A new way to sort data to procure insights is emerging called the knowledge graph. For publishers, content is the most important data asset. However, journal articles (and other content) are expressed in formats ideally suited for transmittal and display—not as data for analysis.
Creating a knowledge graph to sort through this data, put it in order, and glean insights will be the topic of Bob Kasenchak’s, director of business development, Access Innovations, Inc., USA, Data Summit 2019 presentation titled, “From Structured Text to Knowledge Graphs: Creating RDF Triples From Published Scholarly Data.”
The sixth annual Data Summit conference will be held in Boston, May 21-22, 2019, with pre-conference workshops on May 20. Registration is now open.
“I’m speaking about graph databases and specifically what I want to focus on is how publishers can leverage the structured information they already have to build knowledge graphs,” Kasenchak said.

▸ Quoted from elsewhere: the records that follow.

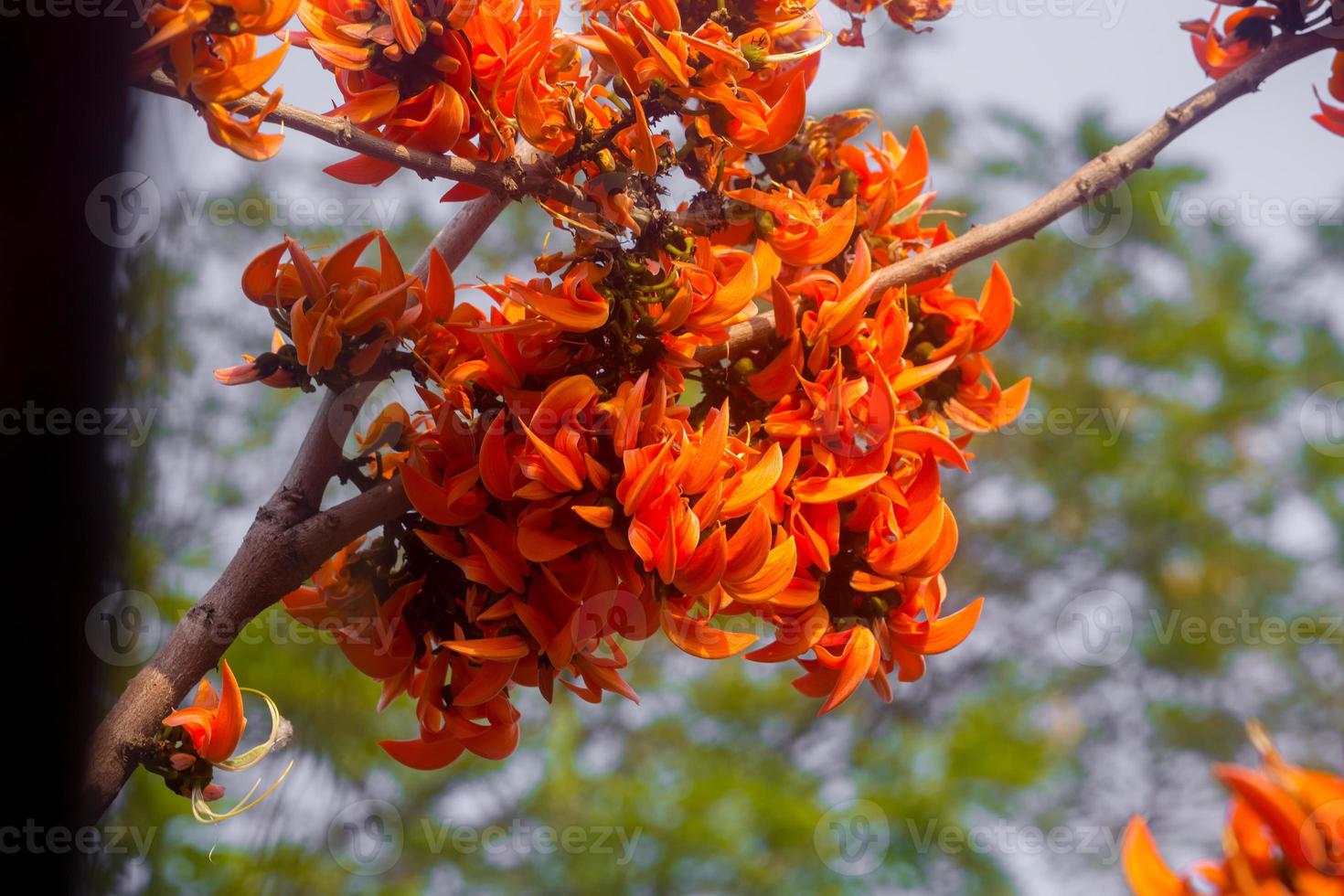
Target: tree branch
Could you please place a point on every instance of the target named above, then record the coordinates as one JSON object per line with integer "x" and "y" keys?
{"x": 285, "y": 544}
{"x": 507, "y": 177}
{"x": 273, "y": 559}
{"x": 1097, "y": 177}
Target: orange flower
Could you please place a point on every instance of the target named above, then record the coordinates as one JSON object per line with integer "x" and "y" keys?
{"x": 214, "y": 720}
{"x": 210, "y": 50}
{"x": 1283, "y": 836}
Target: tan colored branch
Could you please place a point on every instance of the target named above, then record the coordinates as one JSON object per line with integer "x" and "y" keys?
{"x": 1097, "y": 177}
{"x": 507, "y": 177}
{"x": 273, "y": 559}
{"x": 285, "y": 544}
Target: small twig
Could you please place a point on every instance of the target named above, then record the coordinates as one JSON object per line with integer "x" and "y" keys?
{"x": 1097, "y": 177}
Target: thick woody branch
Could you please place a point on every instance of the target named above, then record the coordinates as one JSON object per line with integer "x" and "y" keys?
{"x": 274, "y": 558}
{"x": 1097, "y": 177}
{"x": 286, "y": 541}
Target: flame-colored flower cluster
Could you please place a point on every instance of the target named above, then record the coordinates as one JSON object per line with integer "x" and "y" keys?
{"x": 1250, "y": 30}
{"x": 1284, "y": 835}
{"x": 210, "y": 51}
{"x": 580, "y": 475}
{"x": 581, "y": 481}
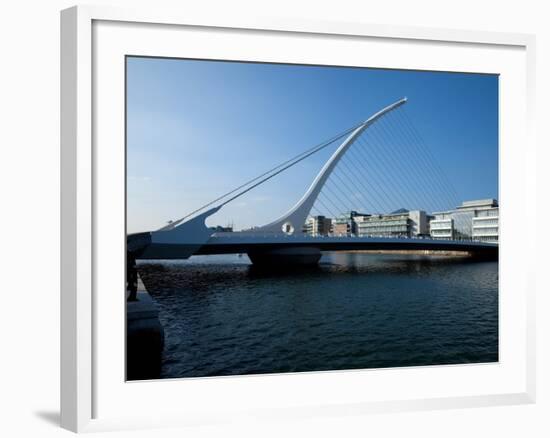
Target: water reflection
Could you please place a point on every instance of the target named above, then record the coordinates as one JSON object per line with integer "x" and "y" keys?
{"x": 354, "y": 310}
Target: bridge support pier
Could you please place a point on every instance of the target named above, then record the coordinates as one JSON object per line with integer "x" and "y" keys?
{"x": 281, "y": 257}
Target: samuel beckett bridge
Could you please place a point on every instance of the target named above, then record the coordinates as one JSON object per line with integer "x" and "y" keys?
{"x": 348, "y": 180}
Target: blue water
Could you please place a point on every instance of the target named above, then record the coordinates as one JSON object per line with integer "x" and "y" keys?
{"x": 223, "y": 317}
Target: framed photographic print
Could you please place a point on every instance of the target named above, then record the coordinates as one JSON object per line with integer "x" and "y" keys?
{"x": 314, "y": 216}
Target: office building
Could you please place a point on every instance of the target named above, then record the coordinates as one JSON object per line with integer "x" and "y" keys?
{"x": 400, "y": 223}
{"x": 345, "y": 224}
{"x": 317, "y": 225}
{"x": 476, "y": 220}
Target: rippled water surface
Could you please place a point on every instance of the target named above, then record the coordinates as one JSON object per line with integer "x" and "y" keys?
{"x": 221, "y": 316}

In scholarly publishing journal articles are written in XML formats, which is a structured format to deliver information, he explained.
This format is designed for transmission and display but the problem is that 900,000 articles in XML is not a good database, it’s a content repository and it’s not good for querying.
Since data is fielded it can extracted from XML and put it in RDF Triples to create a knowledge graph, Kasenchak said.
“For publishers, their largest data asset is their content but their content isn’t treated like data, it’s treated like content,” Kasenchak said. “The idea is that they can derive a great amount of value out of their content as a data asset.”
This will be Kasenchak’s first time at Data Summit and he’s looking forward to see what other people in the field are doing around semantic technologies and taxonomies.
“I do a lot of work for publishers and I’m looking forward to finding out what people are doing with semantics with corporate products,” Kasenchak said.
He predicts that attendees will continue to crowd around machine learning, cognitive computing, and AI sessions.
“I’m interested in new database technologies and what’s going on with neural nets, cognitive computing, machine learning, and AI because lots of people talk about it but it’s not clear to me that it’s actually being implemented in all the places that it is,” Kasenchak said. “They have the potential to be extremely disruptive.”
Kasenchak will present his Data Summit session, on Wednesday, May 22, at 3:00 pm.
For more information about Data Summit 2019, and to register, go here.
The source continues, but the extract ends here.